To: Wellesley Faculty and Staff
From: Piper Orton, Vice President for Finance and Administration and Treasurer, and Carolyn Slaboden, Assistant Vice President for Human Resources and Equal Opportunity
Re: Progress on the Operating Budget
Date: April 18, 2018

As we prepare for the upcoming meeting with the Board of Trustees, we write to update you on recent progress in relation to the College’s budget. As you know from previous communications from President Johnson as well as from discussions at Academic Council, Administrative Council, and sessions for staff about the College’s budget, we are continuing along a multiyear pathway to develop a more sustainable operating budget—one that fully supports the academic program and residential life, provides for investment in innovation in the educational program, and enables us to repair and maintain the buildings and campus to support people and programs.

Wellesley is an institution of great strength, with extraordinary faculty and students, engaged alumnae, and dedicated staff. The 17% increase in applications in each of the past two years is a testimony to this strength, as is the past and current financial support of alumnae and other donors that make a Wellesley education possible. Despite these strengths, we need to move from incurring significant operating deficits each year to a situation in which there is sufficient revenue to fund the ongoing expenses of the organization (faculty and staff salary and benefits, technology, facilities operations, and other expenses) as well as address the deferred maintenance needs of our academic buildings, residence halls, and other campus buildings. This is a college-wide effort, one that involves increasing revenue as well as reducing expenses.

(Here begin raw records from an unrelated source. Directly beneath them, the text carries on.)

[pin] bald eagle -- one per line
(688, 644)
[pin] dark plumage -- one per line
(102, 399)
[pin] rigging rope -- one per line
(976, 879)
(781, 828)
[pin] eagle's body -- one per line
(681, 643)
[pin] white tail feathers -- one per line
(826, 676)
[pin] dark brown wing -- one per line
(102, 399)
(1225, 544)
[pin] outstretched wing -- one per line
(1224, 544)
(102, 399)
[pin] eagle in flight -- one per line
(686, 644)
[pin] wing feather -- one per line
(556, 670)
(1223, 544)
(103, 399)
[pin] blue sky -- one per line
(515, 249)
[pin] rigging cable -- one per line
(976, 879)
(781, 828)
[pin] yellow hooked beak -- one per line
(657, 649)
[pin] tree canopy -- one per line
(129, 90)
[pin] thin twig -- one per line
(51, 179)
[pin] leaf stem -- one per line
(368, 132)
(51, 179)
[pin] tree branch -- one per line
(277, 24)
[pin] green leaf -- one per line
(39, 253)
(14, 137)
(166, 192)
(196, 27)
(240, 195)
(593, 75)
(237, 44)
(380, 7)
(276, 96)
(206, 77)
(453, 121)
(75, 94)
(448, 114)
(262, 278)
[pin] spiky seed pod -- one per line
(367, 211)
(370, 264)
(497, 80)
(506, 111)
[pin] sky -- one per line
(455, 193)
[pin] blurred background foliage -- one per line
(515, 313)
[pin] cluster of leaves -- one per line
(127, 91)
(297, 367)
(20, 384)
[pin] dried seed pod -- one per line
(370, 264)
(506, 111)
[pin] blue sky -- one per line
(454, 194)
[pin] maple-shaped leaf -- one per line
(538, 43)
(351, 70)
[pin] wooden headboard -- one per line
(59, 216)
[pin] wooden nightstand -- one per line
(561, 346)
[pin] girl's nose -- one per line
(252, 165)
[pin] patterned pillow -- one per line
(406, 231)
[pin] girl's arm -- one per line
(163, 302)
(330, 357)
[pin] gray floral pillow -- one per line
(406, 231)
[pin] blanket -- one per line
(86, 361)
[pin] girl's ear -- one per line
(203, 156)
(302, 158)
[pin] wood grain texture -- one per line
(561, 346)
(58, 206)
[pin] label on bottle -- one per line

Our fundamental message to you now is that the steps initiated over the past nine months, beginning with offering the Voluntary Retirement Program (VRP), are moving the College significantly toward a more balanced budget outlook for FY19 and beyond.

Some members of the community have expressed concern about layoffs. Layoffs were not part of the VRP. We offered the VRP in order to reach the goals outlined by the Budget Advisory Committee in 2016 (to reduce the size of the faculty by 10% and to save administrative costs), and to achieve those goals without significant layoffs. The VRP was successful; it was well-received by the community (both faculty and staff), and elections were higher than projected. There are no plans for an across-the-board layoff such as the one that occurred in 2009.

We want to thank the many people who have been working within departments and collaborating across divisions and departments to effect change. This includes the committees of Academic Council that are advising on academic staffing or budgetary issues, those engaged in new cross-divisional partnerships, and staff who have identified ways to simplify work or reduce costs.